Gerd Müller has been tapped to succeed Dirk Niebel as Germany’s minister for international development.
Müller is a member of the CSU, Chancellor Angela Merkel’s small conservative coalition partner from Bavaria, and has been a secretary of state in the ministry for food, agriculture and consumer protection since 2005.
His appointment came as a bit of a surprise since he’s not been described as an international development expert. But Müller has been part of Merkel’s ruling coalition for years, and he served at the agriculture ministry during the 2008 global food crisis, which was characterized by sharply rising commodity prices.
Under Müller, the BMZ is expected to continue efforts to strengthen its ties with the private sector.

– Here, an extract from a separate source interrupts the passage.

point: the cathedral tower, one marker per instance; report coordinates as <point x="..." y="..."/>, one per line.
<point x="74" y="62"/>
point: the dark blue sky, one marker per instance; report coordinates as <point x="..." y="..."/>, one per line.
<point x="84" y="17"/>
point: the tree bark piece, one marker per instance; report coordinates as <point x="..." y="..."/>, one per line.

But the doctor of economics may sharpen the agency’s focus on trade, an issue he has been engaged in for years.
In October, Müller praised Germany’s continued contribution to the Standards and Trade Development Facility, a cross-institutional initiative coordinated by the World Trade Organization that helps developing countries comply with sanitary and other standards set by foreign trading partners and leverage aid-for-trade schemes.

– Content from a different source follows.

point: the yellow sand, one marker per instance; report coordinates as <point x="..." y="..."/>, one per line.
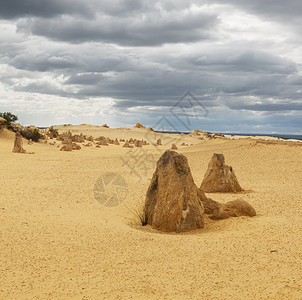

“This initiative helps to improve consumer protection in the participating countries in the fields of food safety and animal and plant health,” Müller said at the time. “Furthermore, it makes taking part in world trade easier for many countries.”
With his background in food, economics and trade, Müller could become a strong voice for a new type of global agreement to succeed the Millennium Development Goals, which expire in 2015 — although it remains to be seen how much influence the chancellery would allow him to wield.
Müller’s first priorities may be closer to home: he stands to inherit a ministry that has gained notoriety due to some of his predecessor’s personnel politics and public outbursts. He may find a need to reshape the agency’s image and improve staff morale.